I went to Bay View Elementary School, I wasn’t the brightest student but I definitely wasn’t the shyest. I was very talkative and my words spoke just as loud as my actions did. I still was treated like a princess, who got attention from all of her aunts and uncles. One mid-spring after school, my grandma who took care of me for six years, who I had seen more than my mom on a regular daily basis, passed away. I didn’t know what to do, never in my life did I experience death in the family. My emotions held me back; I had tried to cry, but I couldn’t until I reached Dominican Hospital with my aunts. The room was crowded with my aunts and uncles, the hall ways were dark and silent. I shivered and prayed that the news wasn’t true but, it was. I sobbed until fell asleep in my mom’s arms. Now all I have left of my grandma are hopes dreams for me and having a good future and of course our pictures together. Missing my eighth grade graduation to go back to my foreign country to see my grandma’s burial was worth it. From then on I knew my life would experience some dramatic changes.

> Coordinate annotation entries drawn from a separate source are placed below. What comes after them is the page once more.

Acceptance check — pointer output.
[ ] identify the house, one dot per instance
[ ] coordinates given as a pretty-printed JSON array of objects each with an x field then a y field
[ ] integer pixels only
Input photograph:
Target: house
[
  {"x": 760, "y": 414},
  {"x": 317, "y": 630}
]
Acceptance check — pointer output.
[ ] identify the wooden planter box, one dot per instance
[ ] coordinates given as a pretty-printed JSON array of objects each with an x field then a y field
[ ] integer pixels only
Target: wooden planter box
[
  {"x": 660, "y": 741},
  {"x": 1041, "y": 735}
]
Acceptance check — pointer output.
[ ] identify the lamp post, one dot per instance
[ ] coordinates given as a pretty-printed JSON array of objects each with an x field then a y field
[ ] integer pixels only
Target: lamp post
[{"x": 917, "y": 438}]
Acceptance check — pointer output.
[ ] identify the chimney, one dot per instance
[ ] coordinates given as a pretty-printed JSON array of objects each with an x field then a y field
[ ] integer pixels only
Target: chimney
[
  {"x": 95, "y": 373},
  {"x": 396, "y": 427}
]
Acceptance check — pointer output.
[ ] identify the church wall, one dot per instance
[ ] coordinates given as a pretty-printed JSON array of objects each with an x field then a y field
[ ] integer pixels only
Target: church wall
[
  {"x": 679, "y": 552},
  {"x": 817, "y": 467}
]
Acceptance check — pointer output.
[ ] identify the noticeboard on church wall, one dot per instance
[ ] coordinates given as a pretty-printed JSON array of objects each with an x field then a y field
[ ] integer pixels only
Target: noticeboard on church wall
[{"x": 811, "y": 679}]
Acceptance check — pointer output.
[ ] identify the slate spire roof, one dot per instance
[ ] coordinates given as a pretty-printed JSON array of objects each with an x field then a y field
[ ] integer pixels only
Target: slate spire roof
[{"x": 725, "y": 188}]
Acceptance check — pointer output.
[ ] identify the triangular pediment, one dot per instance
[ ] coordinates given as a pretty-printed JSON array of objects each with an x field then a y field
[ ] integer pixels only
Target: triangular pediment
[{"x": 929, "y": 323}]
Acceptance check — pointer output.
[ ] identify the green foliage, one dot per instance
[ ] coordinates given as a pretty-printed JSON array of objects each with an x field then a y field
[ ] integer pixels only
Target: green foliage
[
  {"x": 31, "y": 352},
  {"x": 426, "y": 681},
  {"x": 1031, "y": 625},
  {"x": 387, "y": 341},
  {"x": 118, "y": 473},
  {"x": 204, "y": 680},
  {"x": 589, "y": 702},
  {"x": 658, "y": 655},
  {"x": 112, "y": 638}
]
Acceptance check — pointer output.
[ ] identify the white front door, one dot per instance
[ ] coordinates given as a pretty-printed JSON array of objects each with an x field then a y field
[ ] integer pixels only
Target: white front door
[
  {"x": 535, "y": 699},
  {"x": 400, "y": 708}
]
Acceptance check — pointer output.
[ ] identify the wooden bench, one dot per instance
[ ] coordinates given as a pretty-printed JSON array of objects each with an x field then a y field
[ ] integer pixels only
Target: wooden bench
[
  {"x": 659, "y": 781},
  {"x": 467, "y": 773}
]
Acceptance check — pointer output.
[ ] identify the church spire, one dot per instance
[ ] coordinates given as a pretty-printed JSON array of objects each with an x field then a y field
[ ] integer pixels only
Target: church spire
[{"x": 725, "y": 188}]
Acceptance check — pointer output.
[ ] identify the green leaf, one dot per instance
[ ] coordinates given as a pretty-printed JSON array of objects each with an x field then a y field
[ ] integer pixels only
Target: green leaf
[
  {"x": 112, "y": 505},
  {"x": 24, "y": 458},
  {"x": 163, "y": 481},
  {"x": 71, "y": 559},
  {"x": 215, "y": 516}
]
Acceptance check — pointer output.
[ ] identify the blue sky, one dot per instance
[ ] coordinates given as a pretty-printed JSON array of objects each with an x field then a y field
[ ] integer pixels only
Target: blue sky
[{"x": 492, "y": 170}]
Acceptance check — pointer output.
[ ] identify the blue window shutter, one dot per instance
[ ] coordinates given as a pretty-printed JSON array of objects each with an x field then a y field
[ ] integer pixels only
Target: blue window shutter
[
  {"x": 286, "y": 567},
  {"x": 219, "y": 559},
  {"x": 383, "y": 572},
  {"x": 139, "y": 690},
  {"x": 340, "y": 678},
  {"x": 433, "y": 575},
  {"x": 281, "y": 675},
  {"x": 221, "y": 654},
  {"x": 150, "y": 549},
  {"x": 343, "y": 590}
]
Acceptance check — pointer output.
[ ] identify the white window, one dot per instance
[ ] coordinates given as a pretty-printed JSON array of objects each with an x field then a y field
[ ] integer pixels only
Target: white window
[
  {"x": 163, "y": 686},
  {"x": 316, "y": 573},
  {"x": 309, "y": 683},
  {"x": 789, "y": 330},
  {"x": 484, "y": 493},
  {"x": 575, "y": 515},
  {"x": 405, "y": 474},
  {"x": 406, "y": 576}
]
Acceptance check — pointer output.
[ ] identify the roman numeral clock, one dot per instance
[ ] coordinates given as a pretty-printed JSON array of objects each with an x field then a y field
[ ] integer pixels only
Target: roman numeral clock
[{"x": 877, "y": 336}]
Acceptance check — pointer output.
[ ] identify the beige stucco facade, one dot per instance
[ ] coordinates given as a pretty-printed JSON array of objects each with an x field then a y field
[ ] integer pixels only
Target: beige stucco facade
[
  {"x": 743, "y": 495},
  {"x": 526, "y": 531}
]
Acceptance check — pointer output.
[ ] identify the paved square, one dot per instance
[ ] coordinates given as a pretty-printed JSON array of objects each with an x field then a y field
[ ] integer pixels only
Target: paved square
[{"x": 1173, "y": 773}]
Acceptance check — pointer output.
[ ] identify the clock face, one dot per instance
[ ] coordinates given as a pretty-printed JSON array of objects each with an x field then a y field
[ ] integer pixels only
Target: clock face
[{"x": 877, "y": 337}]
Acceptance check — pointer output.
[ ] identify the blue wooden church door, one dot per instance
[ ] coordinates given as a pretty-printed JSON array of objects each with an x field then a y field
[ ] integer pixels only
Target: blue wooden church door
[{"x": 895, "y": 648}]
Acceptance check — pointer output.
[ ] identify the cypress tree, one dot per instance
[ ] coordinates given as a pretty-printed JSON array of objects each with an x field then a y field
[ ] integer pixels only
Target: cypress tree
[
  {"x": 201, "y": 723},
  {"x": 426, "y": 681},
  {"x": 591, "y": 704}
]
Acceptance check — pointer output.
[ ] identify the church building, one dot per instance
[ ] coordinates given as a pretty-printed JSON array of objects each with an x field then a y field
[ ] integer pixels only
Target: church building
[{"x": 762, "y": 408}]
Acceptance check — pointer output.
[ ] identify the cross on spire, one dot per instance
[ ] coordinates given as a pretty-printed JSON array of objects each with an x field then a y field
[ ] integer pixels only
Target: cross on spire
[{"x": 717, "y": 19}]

I am now seventeen years old and a senior at Santa Cruz High School. I look back at the past experience I have had and treasure them, although there were some you could say I regret. My carefree mind is now a matured mind, though I still worry about what others have to say about me. I learned that I should love myself and place myself first before anyone else but at the same tome to not be selfish. I do what I have to do, and I don’t have anyone pull me back. I now live with my aunts and my mom at a house that we just moved into five months ago. I still miss my grandma, and I pray to her often. I look back to when she always would give me chocolate and we’d sit down and way Days of Our Lives, her favorite soap opera. Now I watch it alone.